Identify content with the SYSVOL and Netlogon shared folders of each domain controller. Note any incongruencies across the AD environment.
Examine and document the status of the FRS/DFSR service within the AD environment, noting inconsistencies and signs of corruption.
If present, identify existing SYSVOL backups that can be used in authoritative recovery of SYSVOL.
Conduct system backups before making changes to the SYSVOL tree.

Risks

Interacting with a domain's SYSVOL tree and its contents will cause domain controllers to stop service of authentication requests until the SYSVOL folder is shared again.
Incorrect registry modification performed by following the included guidance may cause malfunction of system startup functions.
Improper application of this countermeasure can disrupt the synchronization of files/content within the SYSVOL and Netlogon folders.

Guidance

Rebuild SYSVOL Domain Replica Set Across Domain Controllers

Stop the FRS/DFSR for all domain controllers in the domain. Set the service startup type value for the FRS/DFSR to Disabled.
Move all files and folders that are required to reside in the SYSVOL tree to a temporary folder on a staged domain controller. Place the temporary folder on the same partition that the SYSVOL tree is located. This domain controller will serve as the reference domain controller, containing the authoritative copy of the SYSVOL tree that will be replicated across all other domain controllers.

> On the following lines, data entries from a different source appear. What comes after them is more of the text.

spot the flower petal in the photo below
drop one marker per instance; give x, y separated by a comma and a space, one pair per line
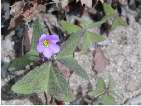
43, 37
53, 38
40, 47
54, 48
47, 53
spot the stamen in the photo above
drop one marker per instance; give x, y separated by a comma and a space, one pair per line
46, 43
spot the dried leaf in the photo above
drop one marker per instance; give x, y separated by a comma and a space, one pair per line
100, 60
87, 2
15, 21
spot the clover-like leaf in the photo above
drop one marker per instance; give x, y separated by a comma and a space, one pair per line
21, 62
69, 27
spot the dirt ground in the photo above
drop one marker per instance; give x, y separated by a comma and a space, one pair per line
124, 55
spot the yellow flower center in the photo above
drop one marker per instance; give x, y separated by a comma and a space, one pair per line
46, 43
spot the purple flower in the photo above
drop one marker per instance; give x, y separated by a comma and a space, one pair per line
47, 45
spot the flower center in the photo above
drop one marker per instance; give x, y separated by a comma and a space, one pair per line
46, 43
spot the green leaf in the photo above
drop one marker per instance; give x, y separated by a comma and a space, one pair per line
109, 10
70, 28
118, 21
100, 88
58, 86
91, 38
40, 79
106, 100
37, 31
21, 62
72, 64
69, 46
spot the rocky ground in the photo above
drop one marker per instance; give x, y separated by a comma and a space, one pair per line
124, 55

Configure the reference domain controller to be authoritative.

Verify that all domain controllers share the following folders and reparse points:

`SYSVOL`
`SYSVOL\domain`
`\SYSVOL\staging\domain`
`SYSVOL\staging areas`
`SYSVOL\domain\Policies`
`\SYSVOL\domain\scripts`
`\SYSVOL\SYSVOL`
`SYSVOL\SYSVOL\DNS Domain Name` (linked to `\SYSVOL\domain`)
`\SYSVOL\staging areas\DNS Domain Name` (linked to `\SYSVOL\staging\domain`)

Recreate the aforementioned folders/reparse points if they are missing. NOTE: avoid using Windows Explorer to move or copy contents of the SYSVOL tree to prevent breaking reparse points.

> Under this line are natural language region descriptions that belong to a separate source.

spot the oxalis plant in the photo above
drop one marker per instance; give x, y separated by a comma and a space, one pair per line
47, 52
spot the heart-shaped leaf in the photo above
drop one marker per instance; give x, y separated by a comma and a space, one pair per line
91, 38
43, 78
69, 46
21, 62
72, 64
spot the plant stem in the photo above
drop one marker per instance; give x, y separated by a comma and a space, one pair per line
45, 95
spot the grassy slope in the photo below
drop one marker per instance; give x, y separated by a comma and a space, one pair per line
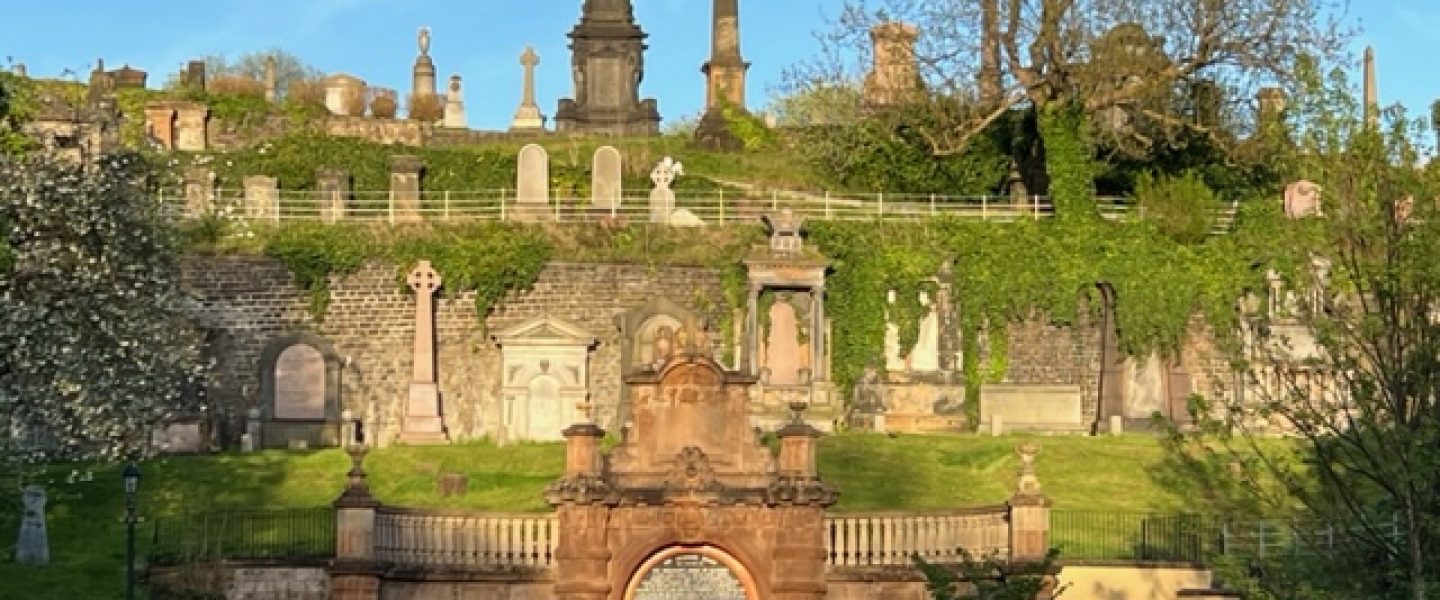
873, 472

Start File Replication Service (FRS) on each domain controller to link reparse points:

Go to Start -> Run -> type `cmd` -> OK
Type `net start ntfrs` to start FRS
Type `ntfrsutl ds |findstr /i "root stage"` -> press Enter to verify service status
Type `Linkd %systemroot%\SYSVOL\SYSVOL\DNS Domain name` -> press Enter to link folder to domain junction point
Type `linkd "%systemroot%\SYSVOL\staging areas\DNS Domain Name"` -> press Enter to link folder to domain junction point

Verify that there is enough space for the staging across all domain controllers. Staging folder size may need to be adjusted.
Build and validate policies and scripts in a temporary folder on the reference domain controller. Map GPOs to SYSVOL folders.
Prepare the reference domain controller by moving validated policies and scripts from the temporary folder to `C:\WINNT\SYSVOL\domain`.
For all domain controllers other than the reference domain controller:

set `BurFlags` to `D2` in `regedit` under `HKEY_LOCAL_MACHINE\SYSTEM\CurrentControlSet\Services\NtFrs\Parameters\Cumulative Replica Sets\GUID`

Rebuild the SYSVOL tree in a staggered manner in order to avoid overloading a single domain controller. Ensure that the `Replica Set Parent` registry entry specifies a source domain controller.
Clean up non-reference domain controllers, deleting files and folders under `C:\WINNT\SYSVOL\domain` and `C:\WINNT\SYSVOL\staging\domain`. Ensure the these two folders are not deleted themselves.
Restart FRS on all domain controllers EXCEPT the reference domain controller, verifying that SYSVOL and NETLOGON are shared. Ensure that the FRS service startup type is set to `Automatic`.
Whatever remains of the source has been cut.